Quick Summary
- Snowflake’s Q4 adjusted earnings per share reached $0.34, surpassing the $0.27 consensus by $0.07
- Quarterly revenue totaled $1.28B, exceeding the $1.26B Wall Street forecast
- Product revenue climbed approximately 30% annually to $1.23B
- The company secured $200M multi-year partnerships with both OpenAI and Anthropic
- Shares declined modestly in after-hours trading despite beating expectations; three-month performance shows a 32.65% decline
Snowflake delivered impressive fourth-quarter results that exceeded Wall Street projections on both the top and bottom lines — yet investors weren’t impressed.
The cloud data platform reported adjusted earnings per share of $0.34, comfortably ahead of the $0.27 analyst consensus by seven cents. Total revenue came to $1.28 billion, surpassing the anticipated $1.26 billion.
The key metric investors focus on — product revenue — increased roughly 30% from the prior year to $1.23 billion, beating analyst projections of $1.18 billion. This represents robust growth by most standards.
Despite these positive results, Snowflake’s shares edged lower during after-hours trading Wednesday. The stock continued to trade marginally down in Thursday’s premarket session.
Truist Securities analysts highlighted a recurring issue: inflated expectations. “Snowflake delivered fourth-quarter performance that exceeded consensus estimates,” they noted. “Nevertheless, shares experienced slight after-hours declines as we suspect management established elevated expectations during their third-quarter earnings call when outlining their forecasting approach.”
Put simply, the company cleared the bar — it just wasn’t high enough for a market anticipating more substantial outperformance.
Snowflake’s shares finished regular trading at $169.21 on the earnings release date. The stock has declined 32.65% during the previous three-month period, though it maintains a modest 1.82% gain over the trailing twelve months.
Analyst sentiment leading up to the earnings announcement appeared cautious. The company received 6 upward EPS revisions compared to 31 downward adjustments during the preceding 90 days, indicating Wall Street had been lowering the bar.
Strategic AI Partnerships and Customer Growth
On the customer adoption front, enterprise organizations are increasing investment in cloud-based data infrastructure and artificial intelligence workloads, directly benefiting Snowflake’s consumption-driven revenue model. Higher compute and storage utilization by customers translates to increased revenue for the platform.
Expanding its artificial intelligence capabilities, Snowflake revealed separate multi-year contracts valued at $200 million apiece with OpenAI and Anthropic. These strategic partnerships focus on embedding their advanced AI capabilities within Snowflake’s cloud data ecosystem.
Competitive Landscape and Forward Outlook
Snowflake’s consumption-based business model encounters significant competitive pressure.
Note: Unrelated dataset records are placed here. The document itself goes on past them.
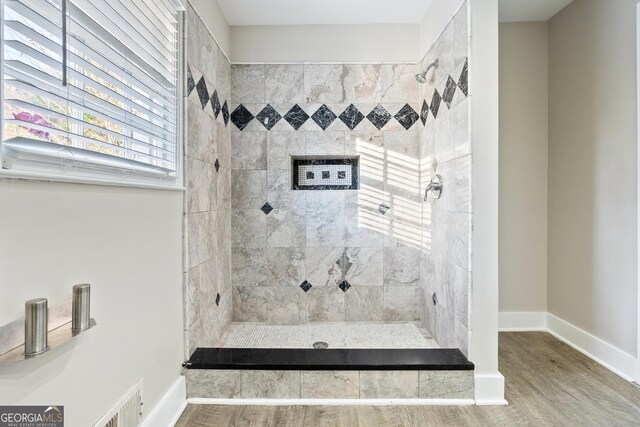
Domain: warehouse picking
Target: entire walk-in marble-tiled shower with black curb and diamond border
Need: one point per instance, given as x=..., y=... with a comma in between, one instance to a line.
x=307, y=225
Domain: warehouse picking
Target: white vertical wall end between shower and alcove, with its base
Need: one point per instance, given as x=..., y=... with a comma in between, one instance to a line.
x=483, y=95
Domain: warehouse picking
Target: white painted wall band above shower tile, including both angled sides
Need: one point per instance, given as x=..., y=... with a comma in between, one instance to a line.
x=327, y=43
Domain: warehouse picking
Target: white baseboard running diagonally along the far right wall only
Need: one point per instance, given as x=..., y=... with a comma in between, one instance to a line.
x=607, y=355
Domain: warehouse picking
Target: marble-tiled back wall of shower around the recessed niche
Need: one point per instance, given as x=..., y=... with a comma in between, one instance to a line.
x=325, y=256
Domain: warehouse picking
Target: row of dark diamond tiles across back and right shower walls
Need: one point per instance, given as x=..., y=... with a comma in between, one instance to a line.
x=379, y=116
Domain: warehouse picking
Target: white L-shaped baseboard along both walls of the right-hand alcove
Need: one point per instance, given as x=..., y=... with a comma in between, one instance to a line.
x=609, y=356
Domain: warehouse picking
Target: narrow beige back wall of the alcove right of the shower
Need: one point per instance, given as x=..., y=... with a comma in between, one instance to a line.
x=523, y=167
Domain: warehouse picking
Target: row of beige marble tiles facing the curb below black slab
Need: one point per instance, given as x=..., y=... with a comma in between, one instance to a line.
x=246, y=384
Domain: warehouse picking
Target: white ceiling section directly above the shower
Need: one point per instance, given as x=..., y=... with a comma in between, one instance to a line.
x=310, y=12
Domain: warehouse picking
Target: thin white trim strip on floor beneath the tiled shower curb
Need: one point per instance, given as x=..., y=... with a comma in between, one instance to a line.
x=332, y=402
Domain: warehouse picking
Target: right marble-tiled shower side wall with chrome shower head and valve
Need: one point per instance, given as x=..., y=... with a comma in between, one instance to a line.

Databricks, still operating as a private entity, recently completed a substantial $5 billion funding round and continues aggressive expansion in overlapping market segments.
Looking ahead to fiscal year 2027, Snowflake projects product revenue will reach $5.66 billion. For the upcoming first quarter, management anticipates product revenue ranging between $1.26 billion and $1.27 billion.
Snowflake’s most recent closing stock price stood at $169.21.